Anyway, that invasion of personal space makes me angry; as does the nonsense of always taking off your shoes. All of this depersonalization is because of two deranged and violence prone individuals, the "underwear bomber" and the "shoe bomber." Two individuals effectively destroyed the natural trust in the human community so everyone, millions of people, must remove their clothes and shoes in obeisance to their memory. Talk about honoring false Gods!
I've met several people who are deeply committed to nonviolence. They have demonstrated their commitment in the face of threats and death. I expect they would die rather than betray their vow of nonviolence. However, governments and airlines are not basing their policies on the actions of these individuals. Why not?

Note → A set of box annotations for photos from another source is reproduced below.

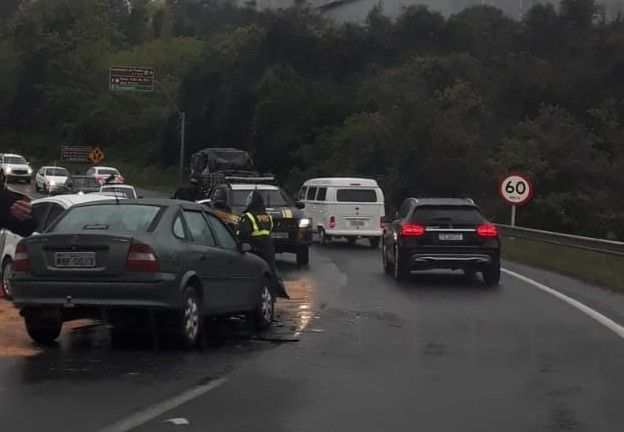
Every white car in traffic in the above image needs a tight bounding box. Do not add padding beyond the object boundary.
[0,153,32,183]
[35,166,69,193]
[0,193,115,297]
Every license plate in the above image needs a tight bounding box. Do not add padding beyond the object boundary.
[271,233,288,238]
[438,234,464,241]
[54,252,95,268]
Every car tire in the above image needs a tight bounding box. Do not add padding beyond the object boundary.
[2,258,13,299]
[481,261,501,287]
[392,245,410,281]
[297,246,310,267]
[24,309,63,345]
[381,244,392,275]
[251,278,275,331]
[178,286,204,348]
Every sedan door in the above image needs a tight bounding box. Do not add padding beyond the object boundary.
[204,213,262,311]
[183,210,237,313]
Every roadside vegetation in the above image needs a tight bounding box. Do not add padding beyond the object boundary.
[0,0,624,239]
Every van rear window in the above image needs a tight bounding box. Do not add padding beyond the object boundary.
[336,189,377,202]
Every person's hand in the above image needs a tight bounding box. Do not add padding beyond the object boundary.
[11,198,31,221]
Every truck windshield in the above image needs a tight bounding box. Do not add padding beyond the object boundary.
[232,189,295,208]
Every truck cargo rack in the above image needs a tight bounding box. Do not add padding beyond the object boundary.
[191,170,277,187]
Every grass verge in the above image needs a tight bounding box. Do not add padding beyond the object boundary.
[501,236,624,294]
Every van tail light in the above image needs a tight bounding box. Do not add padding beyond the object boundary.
[126,243,159,273]
[477,224,498,238]
[401,224,426,237]
[13,241,30,271]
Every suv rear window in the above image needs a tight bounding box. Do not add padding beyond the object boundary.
[49,204,160,233]
[411,206,484,225]
[336,189,377,202]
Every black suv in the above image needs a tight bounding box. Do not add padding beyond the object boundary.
[382,198,501,286]
[205,183,312,266]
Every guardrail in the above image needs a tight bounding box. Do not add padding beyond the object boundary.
[496,224,624,256]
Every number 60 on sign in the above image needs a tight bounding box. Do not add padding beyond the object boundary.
[498,173,534,206]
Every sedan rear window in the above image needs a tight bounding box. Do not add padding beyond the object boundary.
[336,189,377,202]
[50,204,160,233]
[412,206,484,225]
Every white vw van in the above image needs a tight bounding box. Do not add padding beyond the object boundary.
[298,177,385,248]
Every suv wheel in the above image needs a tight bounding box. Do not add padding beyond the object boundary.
[2,258,13,298]
[251,278,275,331]
[179,286,203,348]
[24,309,63,345]
[393,245,410,281]
[297,246,310,267]
[481,261,500,286]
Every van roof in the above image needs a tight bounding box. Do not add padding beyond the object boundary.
[303,177,379,188]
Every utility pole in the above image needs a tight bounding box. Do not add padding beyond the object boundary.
[154,80,186,185]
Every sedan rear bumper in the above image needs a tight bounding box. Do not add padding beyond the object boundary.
[409,254,495,269]
[13,273,181,309]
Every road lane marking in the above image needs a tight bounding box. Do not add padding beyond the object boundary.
[501,268,624,339]
[99,378,227,432]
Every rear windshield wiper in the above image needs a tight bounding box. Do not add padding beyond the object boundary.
[82,224,108,230]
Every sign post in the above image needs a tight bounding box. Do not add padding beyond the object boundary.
[108,66,154,92]
[109,66,186,183]
[498,173,534,226]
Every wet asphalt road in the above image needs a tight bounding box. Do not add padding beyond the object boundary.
[0,181,624,432]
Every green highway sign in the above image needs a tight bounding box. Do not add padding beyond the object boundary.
[108,66,154,92]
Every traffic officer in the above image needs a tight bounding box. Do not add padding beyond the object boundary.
[0,188,37,237]
[238,191,288,298]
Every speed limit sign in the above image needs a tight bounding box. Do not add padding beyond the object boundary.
[498,173,533,206]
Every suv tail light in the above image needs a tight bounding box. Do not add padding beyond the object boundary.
[126,243,159,273]
[401,224,426,237]
[477,224,498,238]
[13,241,30,271]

It seems as logical as basing policies on the actions of the deranged and violence prone.
A government might say that the shoe bomber and underwear bomber were members of a group committed to acts of terror. They were part of a larger conspiracy. Governments have to develop policies and procedures that take this conspiracy into account. Of course, there is also an organized nonviolent movement on the planet. It is worldwide and strives to fulfill the aspirations of almost all the world's people. Why not institute policies and procedures that are humanizing and personalizing, that make use of nonviolent strategies to resist those who might choose terror?
There were Indian terrorists in the time of Gandhi. They were causing destruction in England. Gandhi met with them. He discovered they were basing their terrorism on sacred literature, which Gandhi read quite differently. When he returned to India he wrote extensively about how the tradition could not appropriately be used to support terrorism. Why aren't we encouraging and supporting those religious voices who recognize the abuse of faith?
There are those who profit from an erosion of trust. It ranges from the makers of so called security systems in your homes to X-ray machines in the airports to nuclear weapons in the belly of a B1 bomber. "Don't trust your neighbor," they say! "Don't trust the 'other,'" they say. "Don't trust! Let us make you secure."
Living nonviolence is trusting. Trust is subversive to the security state, with all of its tentacles. Trust starts with knowing our neighbors, reaching out to the "other," and saying no to those efforts to make us all afraid, but "safe" in the hands of big brother.